Webinaire, Université Saint-Joseph de Beyrouth, Faculté des Lettres et des sciences humaines, le 12 décembre 2020. Verbatim (extraits).
© Ramy Zein
Les chrétiens baptisent leurs enfants à l’eau bénite ; Rim a été baptisée aux larmes de sa mère, qui a éclaté en sanglots en apprenant la nouvelle : elle venait de mettre au monde une fille. (11)
Rim porte, elle, le prénom de sa grand-mère paternelle, Rim Khatib, alias Oum Marzouk, foudroyée par une crise cardiaque à l’âge de cinquante-sept ans alors qu’elle sarclait l’allée caillouteuse reliant sa modeste demeure au cimetière tout proche, comme si elle avait eu le pressentiment de sa fin imminente et qu’elle s’était hâtée d’aplanir l’ultime ligne droite qui la séparait du paradis. (11)

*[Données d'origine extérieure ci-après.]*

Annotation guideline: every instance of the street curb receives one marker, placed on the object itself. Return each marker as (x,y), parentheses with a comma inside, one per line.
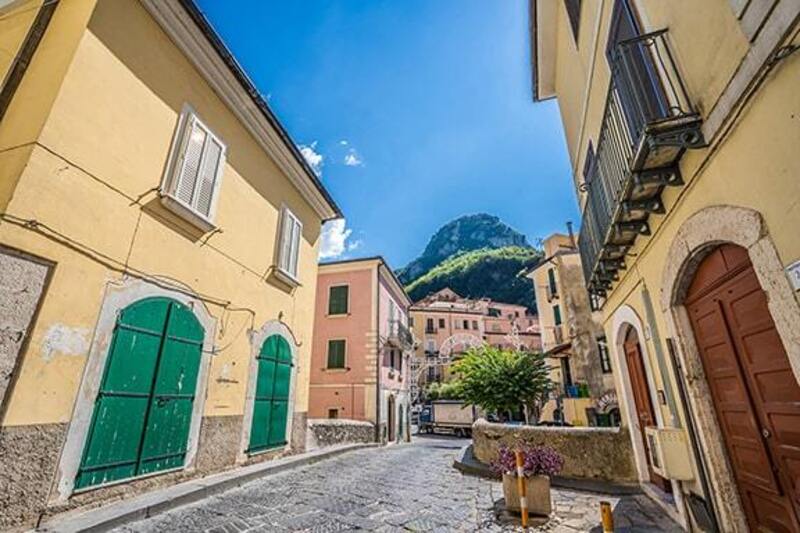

L’insolent avait jugé son statut de journalier similaire au leur, établissant une analogie intolérable entre sa situation de tâcheron rémunéré à la journée et celle de propriétaires vivant de leurs biens. Un pauvre comprend et excuse le mépris qu’il inspire aux riches ; il est intraitable si un semblable moins argenté s’avise de le considérer comme un égal. Saad venait de le découvrir à ses dépens. (18)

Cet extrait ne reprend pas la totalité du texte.